Reputation: 510
I have a DataFrames like shown below:
DF1 =
sID token A B C D
10 I am a f g h
10 here a g g h
10 whats a h g h
10 going a o g h
10 on a j g h
10 . a f g h
11 I am a f g h
11 foo bar a f g h
12 You are a f g h
...
The columns (A-D) don't matter regarding this task. Is there a way to add a counter column which counts the words (delimited by white space) to the DataFrame. That column should start counting the amount of tokens for each sID
. Meaning it resets every time the value of sID
changes.
Usually I would just use DF.groupby("sID").cumcount()
but this only counts the amount of rows for each sID
.
The result should look like this:
DF2 =
sID token A B C D Counter
10 I am a f g h 0 1
10 here a g g h 2
10 whats a h g h 3
10 going a o g h 4
10 on a j g h 5
10 . a f g h 6
11 I am a f g h 0 1
11 foo bar a f g h 2 3
12 You are a f g h 0 1
...
Upvotes: 1
Views: 1523
Reputation: 164653
Using groupby
+ itertools
:
from itertools import chain, count
df = pd.DataFrame({'sID': [10, 10, 10, 10, 10, 10, 11, 11, 12],
'token': ['I am', 'here', 'whats', 'going',
'on', '.', 'I am', 'foo bar', 'You are']})
def counter(df):
for k, g in df.groupby('sID')['token']:
c = count()
lens = g.str.split().map(len)
yield [' '.join([str(next(c)) for _ in range(n)]) for n in lens]
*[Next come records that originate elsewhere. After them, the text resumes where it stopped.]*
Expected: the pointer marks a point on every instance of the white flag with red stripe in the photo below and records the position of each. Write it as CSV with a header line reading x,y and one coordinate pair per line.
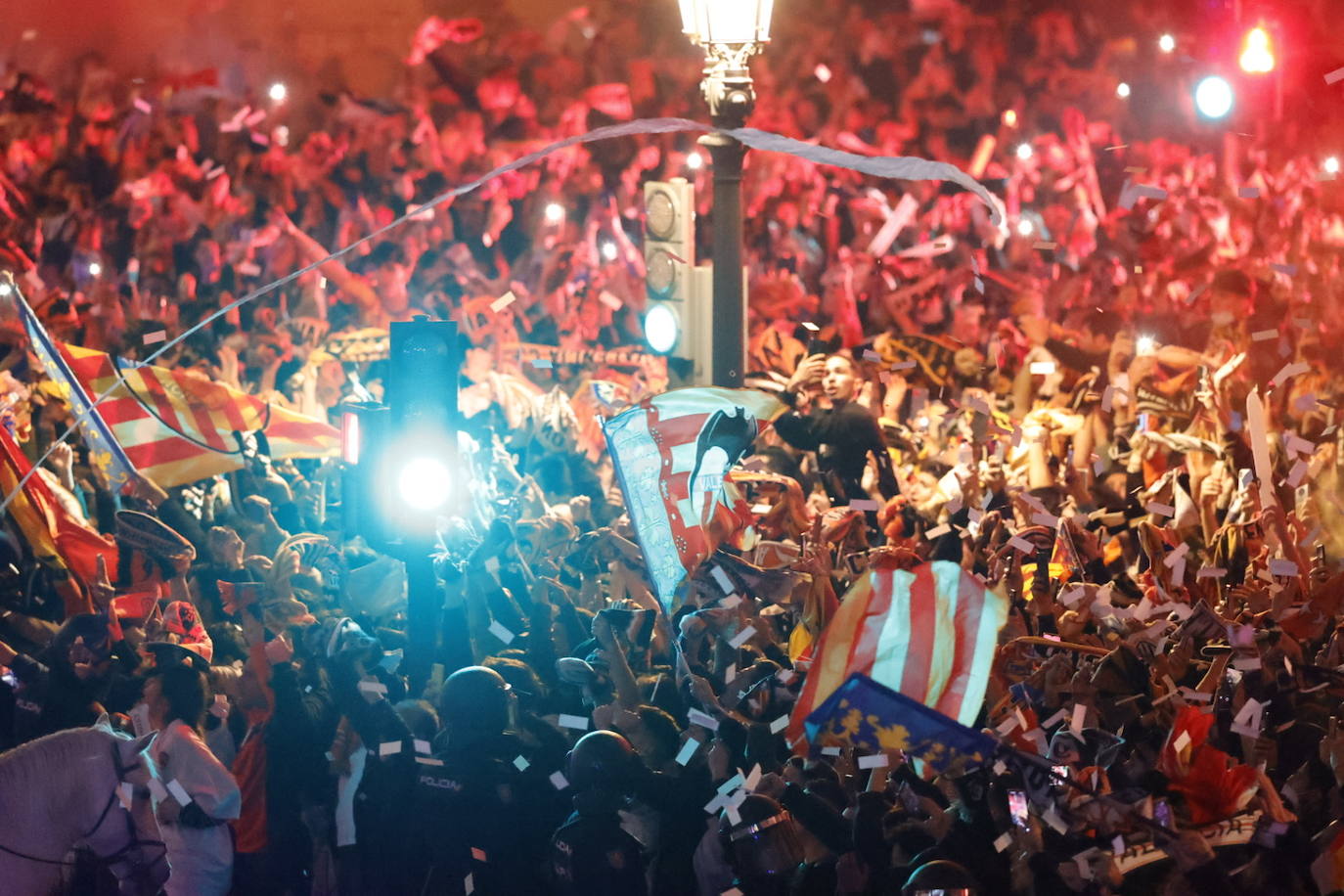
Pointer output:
x,y
929,633
672,454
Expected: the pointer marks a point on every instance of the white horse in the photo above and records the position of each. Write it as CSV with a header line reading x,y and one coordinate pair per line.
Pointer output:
x,y
85,787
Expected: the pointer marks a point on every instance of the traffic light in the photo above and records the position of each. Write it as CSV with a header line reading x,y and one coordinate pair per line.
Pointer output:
x,y
402,468
669,266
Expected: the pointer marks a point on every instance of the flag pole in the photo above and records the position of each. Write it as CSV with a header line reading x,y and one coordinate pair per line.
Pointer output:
x,y
97,432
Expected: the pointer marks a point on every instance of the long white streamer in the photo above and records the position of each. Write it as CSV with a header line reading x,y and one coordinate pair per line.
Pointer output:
x,y
888,166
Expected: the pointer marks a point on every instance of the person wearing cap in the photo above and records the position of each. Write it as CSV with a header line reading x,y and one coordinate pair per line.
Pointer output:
x,y
482,802
590,853
202,795
67,684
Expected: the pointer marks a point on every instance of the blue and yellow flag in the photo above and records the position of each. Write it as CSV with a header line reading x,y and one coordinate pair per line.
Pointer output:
x,y
866,715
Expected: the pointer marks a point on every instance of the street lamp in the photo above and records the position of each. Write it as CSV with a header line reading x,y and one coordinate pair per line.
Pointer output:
x,y
730,32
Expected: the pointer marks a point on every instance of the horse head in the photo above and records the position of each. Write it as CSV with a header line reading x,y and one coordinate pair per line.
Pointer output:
x,y
125,834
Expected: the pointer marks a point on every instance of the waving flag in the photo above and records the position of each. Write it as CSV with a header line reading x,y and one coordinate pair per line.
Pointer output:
x,y
104,449
929,633
866,715
57,536
672,454
178,427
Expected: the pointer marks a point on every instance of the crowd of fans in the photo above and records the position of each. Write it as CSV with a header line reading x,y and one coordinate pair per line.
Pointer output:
x,y
1085,383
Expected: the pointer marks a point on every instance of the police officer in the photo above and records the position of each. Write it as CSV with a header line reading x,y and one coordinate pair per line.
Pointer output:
x,y
590,853
481,808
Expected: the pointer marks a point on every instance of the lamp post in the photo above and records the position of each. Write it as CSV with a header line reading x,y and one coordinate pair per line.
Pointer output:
x,y
730,32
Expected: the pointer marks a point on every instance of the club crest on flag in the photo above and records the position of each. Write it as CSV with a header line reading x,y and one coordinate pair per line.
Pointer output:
x,y
672,454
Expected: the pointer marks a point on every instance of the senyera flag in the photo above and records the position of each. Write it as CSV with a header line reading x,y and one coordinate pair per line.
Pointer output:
x,y
869,716
178,427
672,454
929,633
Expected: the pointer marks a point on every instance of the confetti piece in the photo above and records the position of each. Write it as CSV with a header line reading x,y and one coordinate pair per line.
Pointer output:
x,y
1283,568
742,637
178,791
1289,371
722,579
704,720
687,751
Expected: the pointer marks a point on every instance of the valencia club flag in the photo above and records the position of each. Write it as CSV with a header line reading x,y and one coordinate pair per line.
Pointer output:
x,y
672,454
865,715
929,633
178,427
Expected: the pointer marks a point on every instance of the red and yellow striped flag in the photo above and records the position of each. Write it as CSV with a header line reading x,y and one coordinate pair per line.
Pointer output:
x,y
178,427
929,633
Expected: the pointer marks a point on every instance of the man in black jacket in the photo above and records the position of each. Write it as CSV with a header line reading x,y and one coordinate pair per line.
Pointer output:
x,y
843,434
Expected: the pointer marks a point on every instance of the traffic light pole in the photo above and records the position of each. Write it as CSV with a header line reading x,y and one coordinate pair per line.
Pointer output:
x,y
730,104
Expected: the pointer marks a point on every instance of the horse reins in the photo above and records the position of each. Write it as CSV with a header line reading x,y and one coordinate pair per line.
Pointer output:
x,y
132,840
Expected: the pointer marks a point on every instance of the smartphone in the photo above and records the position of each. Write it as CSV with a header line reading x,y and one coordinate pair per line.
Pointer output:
x,y
909,798
1163,813
1017,809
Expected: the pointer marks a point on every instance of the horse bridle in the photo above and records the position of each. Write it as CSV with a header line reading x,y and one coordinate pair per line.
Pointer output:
x,y
140,867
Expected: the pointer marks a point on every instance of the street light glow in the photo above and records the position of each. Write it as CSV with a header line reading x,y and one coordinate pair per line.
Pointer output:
x,y
660,330
1214,97
1257,54
425,484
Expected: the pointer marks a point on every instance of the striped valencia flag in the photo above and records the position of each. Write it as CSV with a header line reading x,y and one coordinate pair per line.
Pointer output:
x,y
672,454
178,427
929,633
56,536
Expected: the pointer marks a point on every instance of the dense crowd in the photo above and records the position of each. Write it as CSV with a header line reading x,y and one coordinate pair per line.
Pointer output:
x,y
1116,407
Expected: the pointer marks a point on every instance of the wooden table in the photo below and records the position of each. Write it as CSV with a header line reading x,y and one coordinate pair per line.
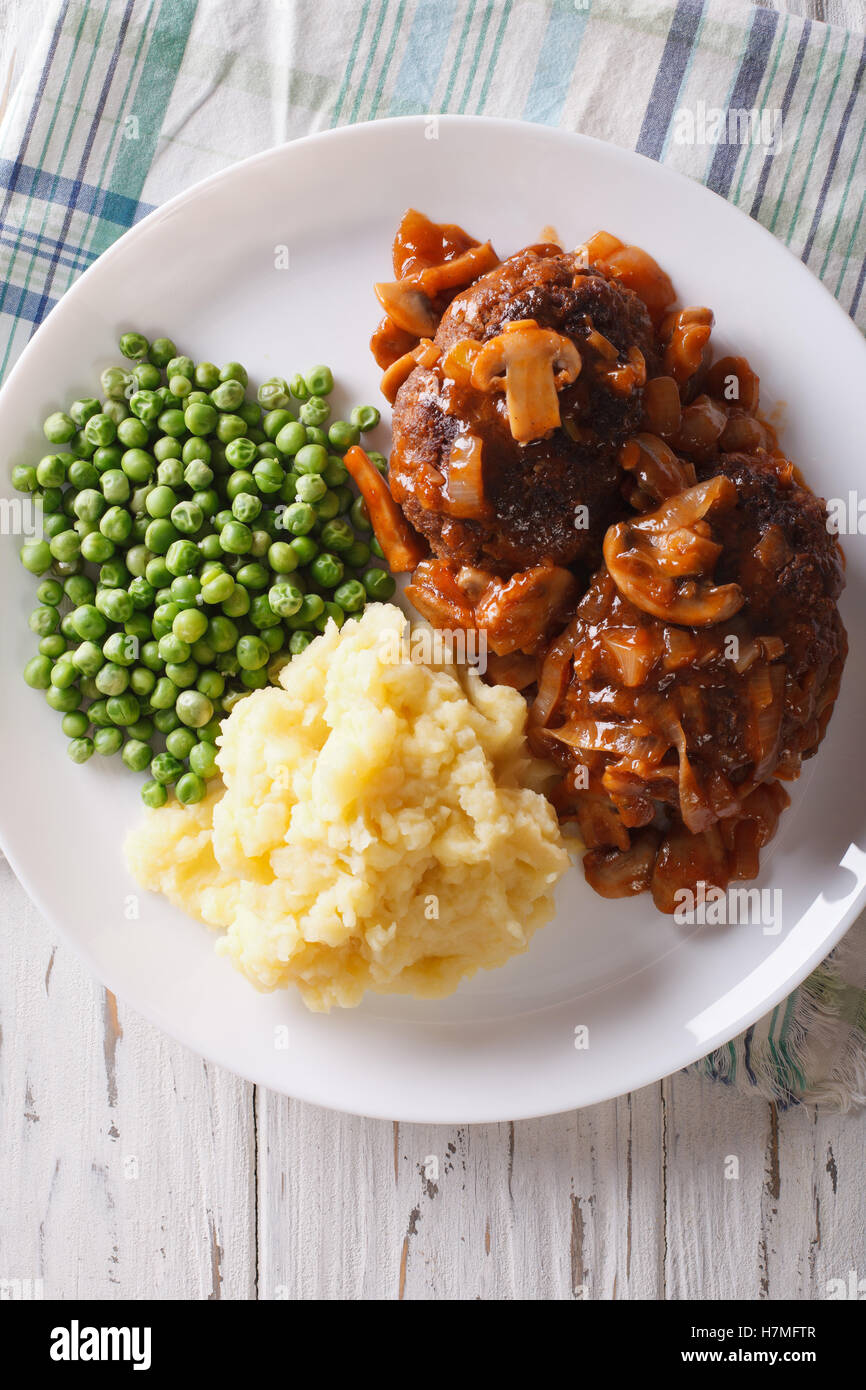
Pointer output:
x,y
129,1168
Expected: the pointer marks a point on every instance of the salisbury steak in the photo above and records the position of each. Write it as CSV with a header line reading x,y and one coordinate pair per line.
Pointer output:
x,y
533,494
674,736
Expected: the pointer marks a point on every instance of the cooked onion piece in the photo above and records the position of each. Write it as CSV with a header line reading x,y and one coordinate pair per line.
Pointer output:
x,y
662,562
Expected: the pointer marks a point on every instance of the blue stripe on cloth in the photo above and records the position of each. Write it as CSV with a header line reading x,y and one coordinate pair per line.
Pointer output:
x,y
669,78
36,104
25,303
555,67
423,57
88,148
74,257
744,96
786,106
97,202
837,149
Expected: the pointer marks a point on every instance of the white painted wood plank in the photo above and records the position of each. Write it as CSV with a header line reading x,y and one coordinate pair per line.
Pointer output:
x,y
128,1164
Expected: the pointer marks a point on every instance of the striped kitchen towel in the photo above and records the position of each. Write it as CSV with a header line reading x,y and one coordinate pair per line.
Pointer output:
x,y
124,103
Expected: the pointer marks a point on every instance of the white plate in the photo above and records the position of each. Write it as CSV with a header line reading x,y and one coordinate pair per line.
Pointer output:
x,y
652,995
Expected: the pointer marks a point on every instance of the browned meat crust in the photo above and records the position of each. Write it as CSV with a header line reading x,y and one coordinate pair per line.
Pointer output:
x,y
534,491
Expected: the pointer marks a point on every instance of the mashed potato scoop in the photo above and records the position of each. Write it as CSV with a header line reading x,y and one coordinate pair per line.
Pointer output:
x,y
380,826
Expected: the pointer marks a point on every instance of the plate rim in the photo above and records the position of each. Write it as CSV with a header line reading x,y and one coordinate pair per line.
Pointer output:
x,y
177,1029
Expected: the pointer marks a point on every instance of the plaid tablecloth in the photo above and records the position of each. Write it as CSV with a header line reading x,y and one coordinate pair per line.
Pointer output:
x,y
127,102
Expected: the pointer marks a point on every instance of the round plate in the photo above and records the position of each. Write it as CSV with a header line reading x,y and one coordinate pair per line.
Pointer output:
x,y
273,263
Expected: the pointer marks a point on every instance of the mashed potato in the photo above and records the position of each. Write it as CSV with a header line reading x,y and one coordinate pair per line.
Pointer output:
x,y
377,827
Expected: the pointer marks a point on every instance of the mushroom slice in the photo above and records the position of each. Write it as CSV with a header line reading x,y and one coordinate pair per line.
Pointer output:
x,y
530,364
662,562
459,271
424,355
407,306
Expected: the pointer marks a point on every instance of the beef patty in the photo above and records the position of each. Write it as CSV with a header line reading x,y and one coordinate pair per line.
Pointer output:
x,y
535,494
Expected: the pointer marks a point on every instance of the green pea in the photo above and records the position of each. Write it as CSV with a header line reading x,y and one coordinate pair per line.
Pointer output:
x,y
273,395
199,419
107,740
96,548
164,694
303,548
180,741
38,673
189,788
132,432
350,597
364,417
314,412
50,471
45,620
79,749
157,573
136,755
182,558
193,709
75,724
123,709
134,345
142,681
166,720
138,464
380,584
218,590
235,538
24,477
111,679
282,558
88,658
116,524
221,634
53,645
100,431
203,759
246,506
63,698
186,517
228,395
59,427
344,435
146,405
114,381
231,427
252,655
188,627
291,438
180,387
206,375
310,487
120,649
174,421
327,570
116,410
154,795
88,623
312,459
285,598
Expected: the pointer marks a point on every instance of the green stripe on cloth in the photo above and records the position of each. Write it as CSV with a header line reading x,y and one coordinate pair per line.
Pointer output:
x,y
209,84
152,97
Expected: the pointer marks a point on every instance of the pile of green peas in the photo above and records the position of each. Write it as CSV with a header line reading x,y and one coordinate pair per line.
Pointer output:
x,y
193,541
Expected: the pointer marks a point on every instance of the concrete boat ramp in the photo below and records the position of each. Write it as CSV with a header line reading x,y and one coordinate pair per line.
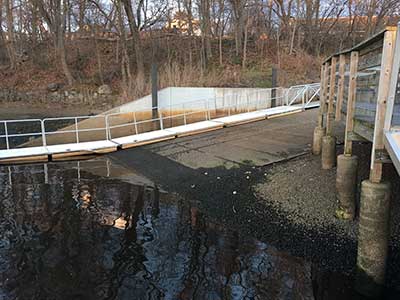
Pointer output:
x,y
101,134
72,150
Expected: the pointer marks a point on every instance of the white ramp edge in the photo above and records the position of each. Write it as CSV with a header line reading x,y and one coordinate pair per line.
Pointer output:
x,y
104,146
392,144
23,152
193,128
280,110
242,118
144,138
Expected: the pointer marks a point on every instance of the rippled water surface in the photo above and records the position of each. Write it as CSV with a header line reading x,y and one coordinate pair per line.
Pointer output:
x,y
91,231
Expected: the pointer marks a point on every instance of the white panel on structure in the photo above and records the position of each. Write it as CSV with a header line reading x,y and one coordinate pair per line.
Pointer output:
x,y
193,128
392,144
92,147
23,152
144,138
242,118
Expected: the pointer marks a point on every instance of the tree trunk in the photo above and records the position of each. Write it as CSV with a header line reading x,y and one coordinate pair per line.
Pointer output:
x,y
10,33
136,42
60,36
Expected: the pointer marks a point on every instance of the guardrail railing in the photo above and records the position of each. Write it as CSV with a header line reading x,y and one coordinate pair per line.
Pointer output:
x,y
211,107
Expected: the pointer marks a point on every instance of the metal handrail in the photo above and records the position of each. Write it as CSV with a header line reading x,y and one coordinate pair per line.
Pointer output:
x,y
207,109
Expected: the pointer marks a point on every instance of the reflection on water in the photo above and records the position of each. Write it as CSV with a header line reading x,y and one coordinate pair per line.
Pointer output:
x,y
66,234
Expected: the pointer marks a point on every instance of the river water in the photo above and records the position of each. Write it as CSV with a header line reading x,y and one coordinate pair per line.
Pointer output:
x,y
93,230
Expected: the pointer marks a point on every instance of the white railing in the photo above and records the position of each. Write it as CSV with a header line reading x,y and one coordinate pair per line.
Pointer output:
x,y
229,104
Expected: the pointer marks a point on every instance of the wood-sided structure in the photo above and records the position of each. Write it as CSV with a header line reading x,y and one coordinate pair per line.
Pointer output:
x,y
355,86
361,87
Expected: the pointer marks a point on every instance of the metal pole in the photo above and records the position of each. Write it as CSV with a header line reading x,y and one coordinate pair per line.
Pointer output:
x,y
43,133
161,123
108,132
6,133
274,82
184,114
154,90
135,122
76,129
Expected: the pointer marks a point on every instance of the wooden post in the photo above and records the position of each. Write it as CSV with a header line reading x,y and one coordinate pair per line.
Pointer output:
x,y
325,91
393,82
383,93
329,119
340,92
351,103
322,97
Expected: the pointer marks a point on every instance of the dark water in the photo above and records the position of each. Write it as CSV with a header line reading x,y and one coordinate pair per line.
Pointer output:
x,y
68,234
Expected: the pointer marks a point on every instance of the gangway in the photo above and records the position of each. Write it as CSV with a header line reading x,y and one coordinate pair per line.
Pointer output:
x,y
112,131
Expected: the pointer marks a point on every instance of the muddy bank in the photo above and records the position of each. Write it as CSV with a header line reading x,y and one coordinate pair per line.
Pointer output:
x,y
290,205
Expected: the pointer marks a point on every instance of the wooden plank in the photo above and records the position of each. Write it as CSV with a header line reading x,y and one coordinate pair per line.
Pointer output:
x,y
383,93
340,92
394,81
332,81
351,103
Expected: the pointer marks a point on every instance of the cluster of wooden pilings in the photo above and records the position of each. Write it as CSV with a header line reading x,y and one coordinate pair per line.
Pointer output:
x,y
366,119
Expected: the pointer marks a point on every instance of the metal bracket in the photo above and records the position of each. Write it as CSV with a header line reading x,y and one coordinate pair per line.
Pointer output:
x,y
382,156
354,137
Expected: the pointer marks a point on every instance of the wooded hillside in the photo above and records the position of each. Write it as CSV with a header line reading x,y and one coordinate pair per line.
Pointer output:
x,y
87,43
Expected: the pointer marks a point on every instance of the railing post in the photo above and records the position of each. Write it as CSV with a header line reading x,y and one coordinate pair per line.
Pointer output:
x,y
43,133
161,122
6,133
76,130
206,107
135,122
208,110
108,133
184,113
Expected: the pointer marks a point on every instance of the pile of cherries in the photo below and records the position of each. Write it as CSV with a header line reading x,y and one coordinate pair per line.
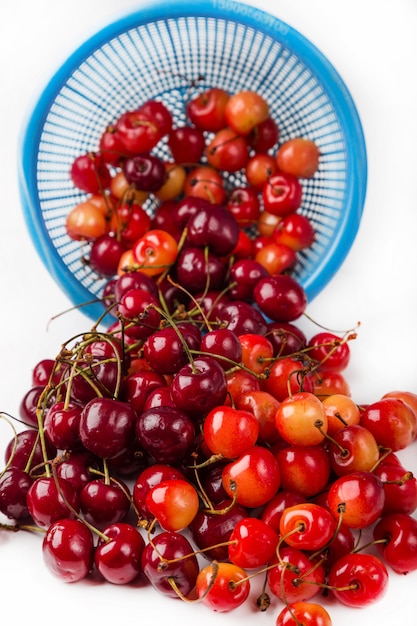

df['Counts'] = list(chain.from_iterable(counter(df)))
Result
print(df)
sID token Counts
0 10 I am 0 1
1 10 here 2
2 10 whats 3
3 10 going 4
4 10 on 5
5 10 . 6
6 11 I am 0 1
7 11 foo bar 2 3
8 12 You are 0 1
Explanation
itertools.count
counter for each group.str.split
and len
.itertools.chain
.Upvotes: 3
Reputation: 29635
Before using groupby("sID").cumcount()
you need to do some manipulation to keep wich row the words, once split, they belongs to. So, you can create your column 'Counter' like this:
df['Counter']= (df.set_index('sID',append=True)['token']
.str.split(' ',expand=True).stack()
.groupby('sID').cumcount()
.groupby(level=0).apply(lambda x: ' '.join([str(i) for i in x])))
and you get the expected output
Upvotes: 3